Abstract

The ability to access courts is disappearing for workers in America because arbitration clauses have permeated the majority of the leading companies in America. Personal injury claims, wage claims, civil rights claims, sexual assault claims, and other claims involving the workplace and vulnerable workers may never be heard in a public court, with broad procedural protections for employees, because of the use of arbitration clauses. Further, through the use of class waivers, it is impossible for employees to join together in a class or collective action against their more powerful and far better-resourced employers. Access to courts has become increasingly more difficult for workers, and the vast majority of America’s top companies have tried to block workers from entering the courthouse door.

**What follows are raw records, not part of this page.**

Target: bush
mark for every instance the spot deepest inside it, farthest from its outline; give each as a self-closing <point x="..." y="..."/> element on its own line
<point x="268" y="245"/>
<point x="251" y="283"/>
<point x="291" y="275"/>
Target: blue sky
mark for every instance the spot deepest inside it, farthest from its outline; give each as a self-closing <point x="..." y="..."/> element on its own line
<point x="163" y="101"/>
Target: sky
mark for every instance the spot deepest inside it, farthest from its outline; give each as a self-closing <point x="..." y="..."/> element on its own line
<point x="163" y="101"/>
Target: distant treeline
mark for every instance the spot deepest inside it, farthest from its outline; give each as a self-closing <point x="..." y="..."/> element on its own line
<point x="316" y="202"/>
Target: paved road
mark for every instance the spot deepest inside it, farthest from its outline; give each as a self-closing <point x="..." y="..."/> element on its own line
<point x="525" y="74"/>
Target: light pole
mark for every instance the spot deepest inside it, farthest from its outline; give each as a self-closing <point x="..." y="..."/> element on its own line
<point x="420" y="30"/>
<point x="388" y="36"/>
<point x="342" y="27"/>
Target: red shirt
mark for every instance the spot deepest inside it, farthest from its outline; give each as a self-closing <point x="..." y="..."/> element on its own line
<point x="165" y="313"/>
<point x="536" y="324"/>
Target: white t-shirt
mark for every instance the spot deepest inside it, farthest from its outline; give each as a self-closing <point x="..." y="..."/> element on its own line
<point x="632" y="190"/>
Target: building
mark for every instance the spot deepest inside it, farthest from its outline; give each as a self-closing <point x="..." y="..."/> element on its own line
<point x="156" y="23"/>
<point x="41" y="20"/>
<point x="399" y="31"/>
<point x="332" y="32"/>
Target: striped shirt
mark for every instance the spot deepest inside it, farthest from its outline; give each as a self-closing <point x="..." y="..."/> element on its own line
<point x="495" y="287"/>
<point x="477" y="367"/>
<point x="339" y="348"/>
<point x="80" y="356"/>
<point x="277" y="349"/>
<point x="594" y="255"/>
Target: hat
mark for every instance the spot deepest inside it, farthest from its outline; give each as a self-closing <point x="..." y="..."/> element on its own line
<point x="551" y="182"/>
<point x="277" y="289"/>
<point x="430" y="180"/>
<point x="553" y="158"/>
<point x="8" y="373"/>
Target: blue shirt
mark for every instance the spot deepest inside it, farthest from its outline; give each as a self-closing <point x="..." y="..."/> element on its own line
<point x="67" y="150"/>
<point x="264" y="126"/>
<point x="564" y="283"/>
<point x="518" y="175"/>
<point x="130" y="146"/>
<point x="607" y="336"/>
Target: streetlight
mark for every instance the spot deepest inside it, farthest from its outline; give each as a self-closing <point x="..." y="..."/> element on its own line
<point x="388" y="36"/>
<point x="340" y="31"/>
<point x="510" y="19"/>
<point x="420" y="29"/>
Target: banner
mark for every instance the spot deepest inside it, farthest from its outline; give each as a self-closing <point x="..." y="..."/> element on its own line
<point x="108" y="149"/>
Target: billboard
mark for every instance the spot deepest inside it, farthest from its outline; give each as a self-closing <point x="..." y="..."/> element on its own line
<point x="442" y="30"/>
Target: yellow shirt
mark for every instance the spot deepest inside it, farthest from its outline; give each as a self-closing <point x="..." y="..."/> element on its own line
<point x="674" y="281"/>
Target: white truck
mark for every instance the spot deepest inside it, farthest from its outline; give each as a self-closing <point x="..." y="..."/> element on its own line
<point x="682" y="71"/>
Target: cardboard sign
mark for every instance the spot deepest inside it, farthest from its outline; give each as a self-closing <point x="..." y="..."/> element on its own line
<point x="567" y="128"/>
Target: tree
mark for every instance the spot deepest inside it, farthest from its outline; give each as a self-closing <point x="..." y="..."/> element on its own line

This report examines the use of arbitration agreements by the largest domestic U.S. companies. The research in this report was undertaken to identify: 1) How many of these companies have utilized arbitration to resolve workplace disputes since 2010; and 2) Of those companies, how many use arbitration clauses that require workers also to waive their right to proceed collectively or as part of a class (a “class waiver”). This report does not address labor arbitration or unionized employees who are bound to arbitrate under a collective bargaining agreement; instead, this report focuses on individual arbitration agreements for workplace disputes. The key findings from the research done for this report are that eighty percent of top companies have used arbitration agreements since 2010, and of those, almost forty percent have used arbitration clauses that contain class waivers.